Yes, I agree that this makes the most sense, but it is also expensive. However, this land is useless right now so it would be nice to use it for something. Oh, to win the lottery!


----------



## Acadianartist (Apr 21, 2015)

Here is a satellite image of our property. The blue rectangle, which would give us a riding ring of about 100 x 200 ft, is the location I'd use. But it would require not only cutting the trees down, removing the stumps, and bringing in a fair amount of fill, it would also mean having to build road access so heavy machinery would get in there. So probably another driveway and culvert. Probably more than I can afford, sadly.


----------



## jaydee (May 10, 2012)

My DH and my son plus a farmer friend who owns the right machines did all of the work on ours. We paid him for his time but that didn't work at anything like as much as if we'd paid a company that build riding arenas.
That involved removing large boulders and trees and taking them off site as we don't have enough land to 'lose' them on
We then hired a small machine to put gravel down, level the ground, lay a membrane and then had a load of sand delivered and spread that out. We put post and rail fence around ourselves
We've probably spent around $15K to get two surfaced riding areas - the one's smaller than the other but still big enough to work in.
I'd really like to put one of those fabric type structures over it so we can use it in wet and snowy weather but not sure how much longer we'll be here


----------



## george the mule (Dec 7, 2014)

Hi AA!

Coarse sand is what I see used most in outdoor arenas around here, and if done properly, they drain nicely, and don't seem to get too many weeds. People use them all year around as long as they're not under snow, but probably where you are, the "under snow" thing is an all winter long reality. I have also seen a chopped rubber product in an indoor arena at a really zoot equestrian facility, but can't comment on it's long-term effectiveness. It seemed pretty nice; cushy and low dust.

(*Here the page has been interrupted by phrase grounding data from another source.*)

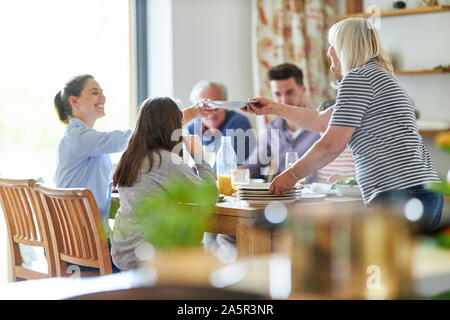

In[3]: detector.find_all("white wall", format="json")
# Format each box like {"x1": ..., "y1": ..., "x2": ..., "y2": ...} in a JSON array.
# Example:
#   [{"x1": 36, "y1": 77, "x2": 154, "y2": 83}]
[
  {"x1": 171, "y1": 0, "x2": 254, "y2": 105},
  {"x1": 147, "y1": 0, "x2": 256, "y2": 127},
  {"x1": 148, "y1": 0, "x2": 174, "y2": 98},
  {"x1": 376, "y1": 12, "x2": 450, "y2": 123},
  {"x1": 148, "y1": 0, "x2": 254, "y2": 107}
]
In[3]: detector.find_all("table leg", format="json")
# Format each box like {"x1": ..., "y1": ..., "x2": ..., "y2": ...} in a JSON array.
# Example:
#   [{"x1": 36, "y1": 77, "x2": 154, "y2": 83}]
[{"x1": 236, "y1": 217, "x2": 271, "y2": 256}]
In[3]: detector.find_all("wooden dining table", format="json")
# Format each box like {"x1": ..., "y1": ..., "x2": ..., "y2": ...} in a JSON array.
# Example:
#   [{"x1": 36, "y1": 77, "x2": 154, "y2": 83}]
[
  {"x1": 206, "y1": 195, "x2": 364, "y2": 256},
  {"x1": 111, "y1": 191, "x2": 364, "y2": 256}
]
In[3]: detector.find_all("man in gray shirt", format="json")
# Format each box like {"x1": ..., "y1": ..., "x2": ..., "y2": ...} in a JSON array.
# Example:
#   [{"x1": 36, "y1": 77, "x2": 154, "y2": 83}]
[{"x1": 244, "y1": 63, "x2": 320, "y2": 181}]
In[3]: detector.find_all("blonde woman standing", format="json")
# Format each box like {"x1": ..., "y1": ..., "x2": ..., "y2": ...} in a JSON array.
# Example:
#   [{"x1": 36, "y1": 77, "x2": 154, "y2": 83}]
[{"x1": 244, "y1": 18, "x2": 442, "y2": 230}]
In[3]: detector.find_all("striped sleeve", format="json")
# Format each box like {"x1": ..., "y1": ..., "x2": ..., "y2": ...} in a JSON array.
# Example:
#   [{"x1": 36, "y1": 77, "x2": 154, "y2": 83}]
[{"x1": 329, "y1": 71, "x2": 374, "y2": 128}]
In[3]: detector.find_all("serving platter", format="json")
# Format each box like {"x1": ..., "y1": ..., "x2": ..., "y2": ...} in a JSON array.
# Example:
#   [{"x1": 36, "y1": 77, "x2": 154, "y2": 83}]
[{"x1": 202, "y1": 100, "x2": 259, "y2": 110}]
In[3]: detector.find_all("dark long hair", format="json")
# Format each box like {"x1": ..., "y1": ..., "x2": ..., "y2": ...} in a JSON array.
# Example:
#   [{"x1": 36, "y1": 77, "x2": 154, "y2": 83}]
[
  {"x1": 268, "y1": 63, "x2": 304, "y2": 86},
  {"x1": 113, "y1": 97, "x2": 183, "y2": 187},
  {"x1": 54, "y1": 74, "x2": 93, "y2": 124}
]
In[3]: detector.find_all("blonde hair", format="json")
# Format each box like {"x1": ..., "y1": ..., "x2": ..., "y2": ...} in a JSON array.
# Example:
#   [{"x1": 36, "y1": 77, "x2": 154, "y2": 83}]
[{"x1": 328, "y1": 18, "x2": 394, "y2": 77}]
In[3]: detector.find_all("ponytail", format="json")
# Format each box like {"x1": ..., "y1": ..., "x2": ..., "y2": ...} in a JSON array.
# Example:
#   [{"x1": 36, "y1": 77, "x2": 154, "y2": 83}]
[{"x1": 54, "y1": 90, "x2": 72, "y2": 124}]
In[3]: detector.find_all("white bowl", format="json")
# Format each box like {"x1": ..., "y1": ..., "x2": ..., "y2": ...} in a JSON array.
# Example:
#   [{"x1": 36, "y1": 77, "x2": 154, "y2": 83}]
[
  {"x1": 335, "y1": 184, "x2": 361, "y2": 197},
  {"x1": 311, "y1": 183, "x2": 333, "y2": 193}
]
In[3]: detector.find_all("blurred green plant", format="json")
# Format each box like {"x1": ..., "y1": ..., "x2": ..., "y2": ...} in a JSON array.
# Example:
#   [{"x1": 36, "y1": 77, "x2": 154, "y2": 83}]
[
  {"x1": 431, "y1": 290, "x2": 450, "y2": 300},
  {"x1": 331, "y1": 176, "x2": 357, "y2": 189},
  {"x1": 436, "y1": 228, "x2": 450, "y2": 248},
  {"x1": 430, "y1": 179, "x2": 450, "y2": 196},
  {"x1": 134, "y1": 177, "x2": 218, "y2": 250},
  {"x1": 429, "y1": 131, "x2": 450, "y2": 196},
  {"x1": 429, "y1": 131, "x2": 450, "y2": 248}
]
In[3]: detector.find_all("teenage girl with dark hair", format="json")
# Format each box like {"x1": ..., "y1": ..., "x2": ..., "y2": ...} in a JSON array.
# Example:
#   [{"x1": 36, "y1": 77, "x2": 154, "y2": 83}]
[{"x1": 111, "y1": 97, "x2": 218, "y2": 271}]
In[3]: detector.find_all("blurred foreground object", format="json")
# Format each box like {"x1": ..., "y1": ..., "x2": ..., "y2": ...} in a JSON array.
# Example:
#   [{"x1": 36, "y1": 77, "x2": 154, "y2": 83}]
[
  {"x1": 430, "y1": 131, "x2": 450, "y2": 247},
  {"x1": 135, "y1": 177, "x2": 218, "y2": 249},
  {"x1": 277, "y1": 204, "x2": 413, "y2": 299},
  {"x1": 134, "y1": 177, "x2": 224, "y2": 285}
]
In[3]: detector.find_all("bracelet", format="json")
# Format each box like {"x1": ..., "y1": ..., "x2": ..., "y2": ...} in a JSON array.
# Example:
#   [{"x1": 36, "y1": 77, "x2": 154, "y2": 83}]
[{"x1": 289, "y1": 167, "x2": 299, "y2": 180}]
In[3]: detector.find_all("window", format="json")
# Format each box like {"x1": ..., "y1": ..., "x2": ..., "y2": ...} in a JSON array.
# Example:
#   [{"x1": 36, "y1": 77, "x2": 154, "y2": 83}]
[
  {"x1": 0, "y1": 0, "x2": 132, "y2": 283},
  {"x1": 0, "y1": 0, "x2": 132, "y2": 184}
]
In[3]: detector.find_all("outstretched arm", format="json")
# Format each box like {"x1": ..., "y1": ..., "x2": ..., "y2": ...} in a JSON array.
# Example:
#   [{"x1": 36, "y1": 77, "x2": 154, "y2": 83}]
[
  {"x1": 182, "y1": 103, "x2": 222, "y2": 125},
  {"x1": 269, "y1": 125, "x2": 355, "y2": 195},
  {"x1": 243, "y1": 97, "x2": 333, "y2": 132}
]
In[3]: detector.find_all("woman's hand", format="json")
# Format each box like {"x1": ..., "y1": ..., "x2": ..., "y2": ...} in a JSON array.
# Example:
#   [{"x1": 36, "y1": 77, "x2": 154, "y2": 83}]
[
  {"x1": 241, "y1": 97, "x2": 279, "y2": 115},
  {"x1": 183, "y1": 135, "x2": 203, "y2": 158},
  {"x1": 269, "y1": 169, "x2": 298, "y2": 196}
]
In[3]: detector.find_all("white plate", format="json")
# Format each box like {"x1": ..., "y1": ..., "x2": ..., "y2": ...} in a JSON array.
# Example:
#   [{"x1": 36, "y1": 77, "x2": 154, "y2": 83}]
[
  {"x1": 237, "y1": 189, "x2": 302, "y2": 196},
  {"x1": 237, "y1": 194, "x2": 302, "y2": 199},
  {"x1": 238, "y1": 195, "x2": 302, "y2": 201},
  {"x1": 241, "y1": 199, "x2": 298, "y2": 206},
  {"x1": 237, "y1": 183, "x2": 302, "y2": 191},
  {"x1": 203, "y1": 100, "x2": 259, "y2": 110},
  {"x1": 299, "y1": 193, "x2": 326, "y2": 199}
]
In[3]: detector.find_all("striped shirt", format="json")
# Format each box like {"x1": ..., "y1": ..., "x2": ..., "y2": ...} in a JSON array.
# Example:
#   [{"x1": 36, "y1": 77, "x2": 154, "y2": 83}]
[
  {"x1": 329, "y1": 60, "x2": 439, "y2": 204},
  {"x1": 317, "y1": 147, "x2": 356, "y2": 183}
]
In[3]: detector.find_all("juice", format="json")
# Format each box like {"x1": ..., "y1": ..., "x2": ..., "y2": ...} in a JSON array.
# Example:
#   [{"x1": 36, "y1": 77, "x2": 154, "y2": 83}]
[{"x1": 218, "y1": 175, "x2": 235, "y2": 195}]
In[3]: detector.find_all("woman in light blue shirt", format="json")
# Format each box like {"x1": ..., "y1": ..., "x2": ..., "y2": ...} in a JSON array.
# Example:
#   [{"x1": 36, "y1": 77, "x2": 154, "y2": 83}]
[
  {"x1": 53, "y1": 75, "x2": 216, "y2": 235},
  {"x1": 53, "y1": 74, "x2": 132, "y2": 234}
]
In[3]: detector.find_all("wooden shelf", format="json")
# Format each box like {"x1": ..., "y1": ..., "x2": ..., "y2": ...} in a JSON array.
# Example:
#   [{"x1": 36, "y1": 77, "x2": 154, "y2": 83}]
[
  {"x1": 396, "y1": 69, "x2": 450, "y2": 75},
  {"x1": 336, "y1": 5, "x2": 450, "y2": 20},
  {"x1": 419, "y1": 129, "x2": 450, "y2": 138}
]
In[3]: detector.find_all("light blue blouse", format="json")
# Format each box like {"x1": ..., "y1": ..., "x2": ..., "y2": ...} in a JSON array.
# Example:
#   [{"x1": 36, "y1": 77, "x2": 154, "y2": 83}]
[{"x1": 54, "y1": 118, "x2": 132, "y2": 233}]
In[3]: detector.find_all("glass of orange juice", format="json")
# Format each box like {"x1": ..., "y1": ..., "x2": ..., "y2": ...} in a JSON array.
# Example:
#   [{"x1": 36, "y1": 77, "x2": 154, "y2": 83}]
[
  {"x1": 218, "y1": 175, "x2": 234, "y2": 196},
  {"x1": 231, "y1": 168, "x2": 250, "y2": 194}
]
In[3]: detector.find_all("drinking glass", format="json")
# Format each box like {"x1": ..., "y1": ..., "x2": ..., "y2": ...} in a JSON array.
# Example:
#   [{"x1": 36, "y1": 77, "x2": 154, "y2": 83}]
[
  {"x1": 231, "y1": 168, "x2": 250, "y2": 191},
  {"x1": 285, "y1": 152, "x2": 299, "y2": 170},
  {"x1": 204, "y1": 143, "x2": 216, "y2": 168}
]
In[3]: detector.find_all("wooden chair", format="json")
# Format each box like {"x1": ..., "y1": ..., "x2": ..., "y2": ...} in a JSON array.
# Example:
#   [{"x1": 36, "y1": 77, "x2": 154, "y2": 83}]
[
  {"x1": 0, "y1": 178, "x2": 56, "y2": 280},
  {"x1": 35, "y1": 184, "x2": 112, "y2": 277}
]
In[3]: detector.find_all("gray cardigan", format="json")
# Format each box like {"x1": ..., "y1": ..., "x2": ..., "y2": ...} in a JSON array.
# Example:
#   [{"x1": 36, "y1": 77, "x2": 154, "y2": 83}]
[{"x1": 111, "y1": 149, "x2": 216, "y2": 271}]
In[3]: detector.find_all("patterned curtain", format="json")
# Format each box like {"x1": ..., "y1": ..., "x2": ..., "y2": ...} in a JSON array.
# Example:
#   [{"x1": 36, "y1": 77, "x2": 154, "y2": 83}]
[{"x1": 253, "y1": 0, "x2": 336, "y2": 110}]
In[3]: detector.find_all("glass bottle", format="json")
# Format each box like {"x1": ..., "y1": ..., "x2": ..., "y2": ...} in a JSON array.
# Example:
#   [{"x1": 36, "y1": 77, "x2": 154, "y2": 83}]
[{"x1": 216, "y1": 136, "x2": 237, "y2": 196}]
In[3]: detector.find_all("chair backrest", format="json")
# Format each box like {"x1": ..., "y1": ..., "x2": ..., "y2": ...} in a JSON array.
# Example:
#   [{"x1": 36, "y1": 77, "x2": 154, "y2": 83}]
[
  {"x1": 35, "y1": 184, "x2": 112, "y2": 276},
  {"x1": 0, "y1": 178, "x2": 56, "y2": 280}
]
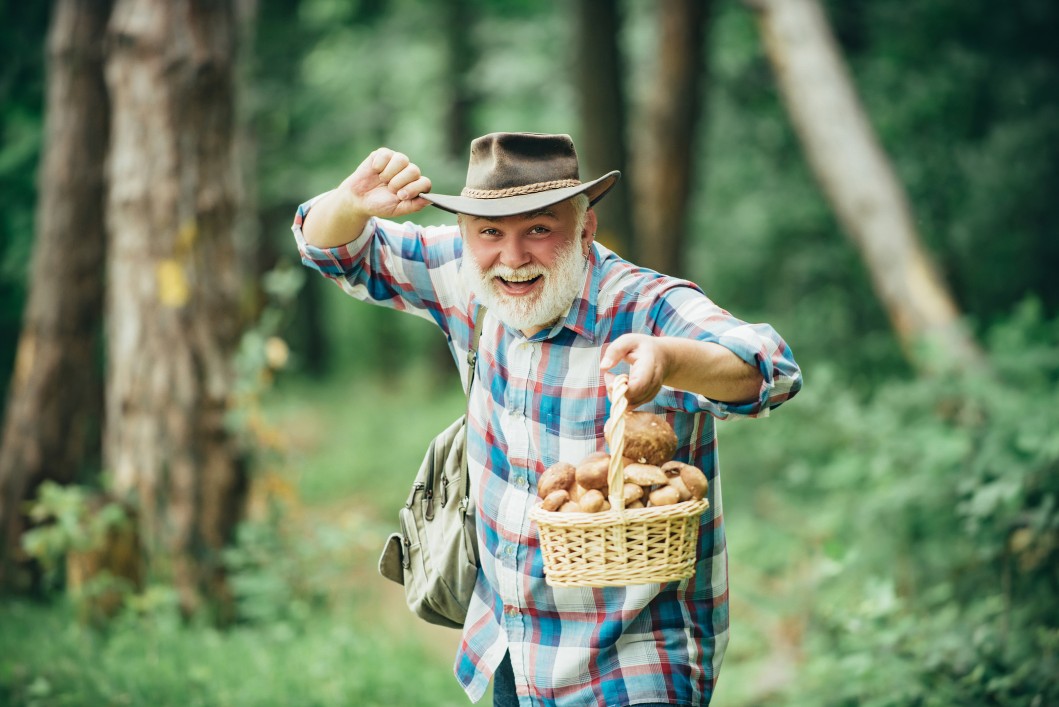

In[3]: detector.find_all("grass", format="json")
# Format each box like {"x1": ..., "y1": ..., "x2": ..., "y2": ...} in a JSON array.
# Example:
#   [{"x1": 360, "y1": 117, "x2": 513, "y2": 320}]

Just FWIW, there is a US company called "Clearspan" that makes "fabric" buildings, with one of their products being a riding arena. I've been in one; they are quite nice, and much brighter inside than a regular indoor arena. They are fairly expensive, but far less than conventional construction, and you may not be required to pull a building permit to instal one.

Horse Barns and Riding Arenas | ClearSpan if you want something for your Christmas letter to Santa Claus ;-)


----------



## Acadianartist (Apr 21, 2015)

george the mule said:


> Hi AA!
> 
> Coarse sand is what I see used most in outdoor arenas around here, and if done properly, they drain nicely, and don't seem to get too many weeds. People use them all year around as long as they're not under snow, but probably where you are, the "under snow" thing is an all winter long reality. I have also seen a chopped rubber product in an indoor arena at a really zoot equestrian facility, but can't comment on it's long-term effectiveness. It seemed pretty nice; cushy and low dust.
> 
> ...


Hahaha... funny guy. Yes, lots of people use those types of structures here. Not in my budget anytime soon and I don't have a Santa that will provide it for me either! 

I wish! But no way I could justify that. Guess I should start buying lottery tickets.

And yes, I've seen that rubber product. Someone sells it locally. But I wonder how good it would be for horses to be on it all the time since my riding ring is also my winter paddock. Does it smell? Wouldn't there be chemicals in it? It's one thing to use it for riding, a whole other for horses to live on it 24/7, even if it's only for part of the year.


----------